Mais parlons des animaux : Pascal Oddon, le violon ou iguanodon, joue à l’âne avec son masque de singe. Il transmet une part de son caractère quotidien qui est d’un grand comique. Son jeu est souple et taquin. Anne-Aurore Anstett, tantôt lugubre, du son grave de son alto plane sur nos têtes comme un ptérodactyle ou bien galope comme un hémiole : « un hémiole est un cheval, des hémioles sont des chevaux (…), ils ont leur placent dans notre carnaval comme dans tous les carnavaux » - « Oh ! » hurlent tous les musiciens devant la faute de grammaire si attendue… Patrick Langot, le violoncelle, avec son masque de Zèbre (c’est son vrai caractère !) serait-il un plésiosaure qui nage profondément dans les océans de l’ère tertiaire (les fossiles en effet sont venus respirer au Zoo « l’air quaternaire ») ? Non c’est un cygne très émouvant ! « Sur les lacs profonds et calmes, le cygne chasse l’onde avec ses larges palmes » : c’est là notre commentaire pour cette interprétation en citant un poème de Sully Prud’homme, aussi sublime que la musique de Saint-Saëns. Laurent Bienvenu à la clarinette, est un coucou mélancolique et tout le monde se cache derrière ses mains pour montrer furtivement le visage à chaque « coucou ». Cécile Cottin à la flûte, allonge hors de l’eau le long cou de l’Elasmosaure qui veut dévorer le ptérodayctile au-dessus de sa tête. Naturellement, elle jubile comme un oiseau (quelle beauté cette pièce « volière » qui imite le froissement des ailes avec les cordes et le chant des becs avec les vents !). Guillaume Deshayes est un « pikachou », pardon, c’est une erreur : un coq, tandis que les cordes lui répondent par une extraordinaire imitation des poules. Jessica Rouault, le basson est un brontosaure solide, un éléphant joyeux.

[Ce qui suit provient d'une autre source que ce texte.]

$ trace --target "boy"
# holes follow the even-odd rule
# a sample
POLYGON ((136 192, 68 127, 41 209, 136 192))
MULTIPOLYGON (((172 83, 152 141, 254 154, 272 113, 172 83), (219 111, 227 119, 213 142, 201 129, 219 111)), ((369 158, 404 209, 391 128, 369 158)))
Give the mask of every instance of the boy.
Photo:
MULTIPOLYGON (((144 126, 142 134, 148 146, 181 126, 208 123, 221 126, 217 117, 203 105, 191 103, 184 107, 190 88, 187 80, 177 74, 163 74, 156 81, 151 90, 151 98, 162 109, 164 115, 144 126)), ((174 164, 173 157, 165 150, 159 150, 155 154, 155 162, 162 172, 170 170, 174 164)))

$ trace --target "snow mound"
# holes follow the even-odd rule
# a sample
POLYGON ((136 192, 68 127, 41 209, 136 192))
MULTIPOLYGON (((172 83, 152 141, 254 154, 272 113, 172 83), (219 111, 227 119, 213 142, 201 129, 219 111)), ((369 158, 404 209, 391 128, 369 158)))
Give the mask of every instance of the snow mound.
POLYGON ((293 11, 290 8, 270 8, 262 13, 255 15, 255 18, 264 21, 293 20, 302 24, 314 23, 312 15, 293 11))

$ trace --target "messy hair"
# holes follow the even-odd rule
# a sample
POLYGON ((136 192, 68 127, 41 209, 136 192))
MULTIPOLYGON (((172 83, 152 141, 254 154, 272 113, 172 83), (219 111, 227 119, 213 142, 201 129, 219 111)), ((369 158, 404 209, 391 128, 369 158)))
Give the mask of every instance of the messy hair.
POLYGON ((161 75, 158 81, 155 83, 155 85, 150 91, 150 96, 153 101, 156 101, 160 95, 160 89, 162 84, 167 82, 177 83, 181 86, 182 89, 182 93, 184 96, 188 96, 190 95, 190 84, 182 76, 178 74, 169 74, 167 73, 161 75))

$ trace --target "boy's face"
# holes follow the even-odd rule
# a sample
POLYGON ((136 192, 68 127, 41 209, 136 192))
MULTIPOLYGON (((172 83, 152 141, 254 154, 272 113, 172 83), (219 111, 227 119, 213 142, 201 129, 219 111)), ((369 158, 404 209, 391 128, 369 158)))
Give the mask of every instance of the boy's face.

Il s’en faut de peu qu’elle provoque le même carambolage de brontosaures que celui du film « King-Kong » : heureusement, sa virtuosité est sans faille ! Romain David est un poisson vif et délicat mais certainement pas un « claviosaure », suivant l’allusion de Francis Blanche à la dimension satyrique de la musique de Saint-Saëns.

Tout cela est illustré version manga (le hautboïste s’était échappé de ces illustrations dans notre commentaire) par l’assoc’piquante (http://www.lassocpiquante.com), jeune collectif de dessinateurs et de plasticiens dont les techniques fraîches et pimentées, offraient aux enfants, les collages astucieux pour les masques de cette ménagerie humaine et animale. Il s’agit d'illustratrices dont plusieurs parlent le langage des sourds et des muets. Le Zoo, séduit par le « Pierre et le Loup » donné l’année passé dans le cadre du même festival, multiplie désormais les activités alliant musique, peinture, gastronomie, comme à Pâques les œufs et à Halloween les citrouilles, sans compter les conteurs pour enfants qui sont légions,  en région Paca. 

Tout est beau, tout est charmant, tout est féerique, « c’est l’île aux enfants, que c’est un paradis ! ». Vivement l’année prochaine.

Festival de musique de chambre de Beaulieu-sur-mer Saint-Jean-Cap-Ferrat, le 9 août 2006. Camille Saint-Saëns (1835-1921) :Le carnaval des animaux.